Fortunately, there's an extensive body of literature on the Vehicle Routing Problem and Route Disruption Recovery. We're not asking an entirely new question. We are framing it in a new light: we need real-time vehicle rerouting with time windows that minimizes pre-optimized route disruptions (already studied) with hard constraints so that there are no stop cancellations (not studied) which is particular to paratransit context.

In the end, I guess I've misspoken. You'll never be asking an entirely new question, but you may be tweaking a previously well-understood question to the point where the prior methods for solving are now useless. Let's hope that's not the case here!

Tuesday, June 23, 2015

Big Data Analytics and Buzzwords: the process, coming from an intern.

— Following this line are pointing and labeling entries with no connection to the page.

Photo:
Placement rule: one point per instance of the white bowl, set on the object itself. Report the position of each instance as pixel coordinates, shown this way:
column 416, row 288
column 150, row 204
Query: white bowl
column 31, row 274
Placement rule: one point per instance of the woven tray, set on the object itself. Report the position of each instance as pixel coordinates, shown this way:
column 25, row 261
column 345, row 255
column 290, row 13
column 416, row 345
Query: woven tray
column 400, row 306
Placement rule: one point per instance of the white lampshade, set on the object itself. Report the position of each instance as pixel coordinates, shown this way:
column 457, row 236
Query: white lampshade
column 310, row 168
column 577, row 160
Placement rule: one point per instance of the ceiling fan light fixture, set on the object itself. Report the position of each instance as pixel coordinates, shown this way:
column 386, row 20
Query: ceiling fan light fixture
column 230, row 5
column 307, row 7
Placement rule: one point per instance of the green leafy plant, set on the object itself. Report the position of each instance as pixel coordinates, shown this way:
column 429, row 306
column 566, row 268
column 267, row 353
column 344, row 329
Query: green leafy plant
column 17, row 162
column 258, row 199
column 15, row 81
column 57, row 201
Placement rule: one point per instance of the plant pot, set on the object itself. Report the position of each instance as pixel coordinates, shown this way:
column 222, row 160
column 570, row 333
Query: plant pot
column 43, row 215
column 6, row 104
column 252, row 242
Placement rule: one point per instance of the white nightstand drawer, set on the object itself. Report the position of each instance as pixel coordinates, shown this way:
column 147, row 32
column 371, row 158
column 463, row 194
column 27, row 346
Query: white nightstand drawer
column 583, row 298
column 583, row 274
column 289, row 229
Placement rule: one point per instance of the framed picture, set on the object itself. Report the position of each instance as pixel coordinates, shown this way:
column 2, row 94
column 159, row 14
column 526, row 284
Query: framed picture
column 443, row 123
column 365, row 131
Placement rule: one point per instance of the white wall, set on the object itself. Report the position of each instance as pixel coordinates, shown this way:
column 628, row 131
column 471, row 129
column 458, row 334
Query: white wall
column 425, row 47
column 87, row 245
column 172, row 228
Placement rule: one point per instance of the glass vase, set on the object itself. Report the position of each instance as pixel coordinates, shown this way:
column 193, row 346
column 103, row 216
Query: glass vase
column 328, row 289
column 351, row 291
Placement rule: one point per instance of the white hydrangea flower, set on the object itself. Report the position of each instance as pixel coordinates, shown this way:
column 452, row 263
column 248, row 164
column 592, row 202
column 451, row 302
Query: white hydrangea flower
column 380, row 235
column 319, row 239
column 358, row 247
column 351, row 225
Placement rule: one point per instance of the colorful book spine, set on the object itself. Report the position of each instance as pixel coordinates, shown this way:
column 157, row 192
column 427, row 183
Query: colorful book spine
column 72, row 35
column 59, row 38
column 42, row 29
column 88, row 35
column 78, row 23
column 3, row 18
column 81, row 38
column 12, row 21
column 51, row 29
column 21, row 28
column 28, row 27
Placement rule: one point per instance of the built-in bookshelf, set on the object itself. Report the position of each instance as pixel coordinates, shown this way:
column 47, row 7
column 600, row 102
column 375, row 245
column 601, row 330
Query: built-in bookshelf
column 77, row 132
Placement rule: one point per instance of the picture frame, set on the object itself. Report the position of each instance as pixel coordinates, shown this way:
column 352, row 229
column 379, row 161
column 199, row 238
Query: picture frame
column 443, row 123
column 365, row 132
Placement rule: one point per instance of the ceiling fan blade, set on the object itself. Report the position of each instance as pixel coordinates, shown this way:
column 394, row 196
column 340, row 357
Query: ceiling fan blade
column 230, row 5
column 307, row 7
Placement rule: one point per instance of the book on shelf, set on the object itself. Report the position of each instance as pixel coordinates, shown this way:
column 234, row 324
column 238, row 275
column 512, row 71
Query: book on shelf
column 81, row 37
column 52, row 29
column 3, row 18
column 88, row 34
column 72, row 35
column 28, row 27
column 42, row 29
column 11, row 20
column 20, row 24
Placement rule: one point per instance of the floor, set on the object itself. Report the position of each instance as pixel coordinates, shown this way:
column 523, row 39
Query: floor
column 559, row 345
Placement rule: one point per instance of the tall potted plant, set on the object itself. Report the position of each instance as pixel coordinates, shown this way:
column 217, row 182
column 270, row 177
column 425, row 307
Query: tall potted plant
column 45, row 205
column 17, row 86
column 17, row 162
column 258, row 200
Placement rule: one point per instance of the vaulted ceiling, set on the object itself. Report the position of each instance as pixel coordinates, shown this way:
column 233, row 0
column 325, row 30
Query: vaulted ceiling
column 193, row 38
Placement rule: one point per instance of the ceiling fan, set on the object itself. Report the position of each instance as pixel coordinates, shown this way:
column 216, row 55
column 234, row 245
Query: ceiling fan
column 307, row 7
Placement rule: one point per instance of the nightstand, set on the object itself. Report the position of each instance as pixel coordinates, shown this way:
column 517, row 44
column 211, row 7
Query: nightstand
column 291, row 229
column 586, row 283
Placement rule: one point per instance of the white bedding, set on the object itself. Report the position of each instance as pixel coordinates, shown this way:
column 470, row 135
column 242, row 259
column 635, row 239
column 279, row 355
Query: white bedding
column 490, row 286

Where Buzzwords hit the road.


It's the beginning of week two as an inaugural "Data Science for the Social Good" intern, and it's been eye opening. First off, this phrase that's been floating around the news-Facebook-Twitter-HuffPo hyperether, "data science," has many more components than meets the eye. It's not just the simple implementation of some sexy new machine learning algorithm "to do some deep learning," but is instead a steady combination of organization, Git commits, and data QC'ing throughout!

The ML comes at the end folks, as a rewarding confirmation of all your hacking and high-level data manipulation.

Let's relate it to my team's project regarding King County Metro Access - i.e. ADA paratransit serving the Seattle metro region. We're attempting to find the density of costs per passenger boarding, separate the outliers, and draw conclusions about the Access routes that have these expensive constituent rides. We have tons of data! And a lot of it looks like this:




Sweet, good thing I'm a data scientist and I have the statistics background to read this. Just kidding. Right now I'm still depending on my communication skills to ask people what this means, and code in R accordingly. What does it mean for an Access bus to complete a trip? What if there's missing latitude and longitude data? What if the bus leaves the garage but it's never indicated that it returns? WHEN WILL I BE ABLE TO RUN AN SVM MODEL WITH AN RBF KERNEL? I WANT DEEP LEARNING! MODELS MODELS MODELS!


Nope! End of the day: you have QC your data before you can do anything else. That's why I made a .json file that contains separated Access van runs, and flags them according to the quality of each run's data. Step 1: almost complete.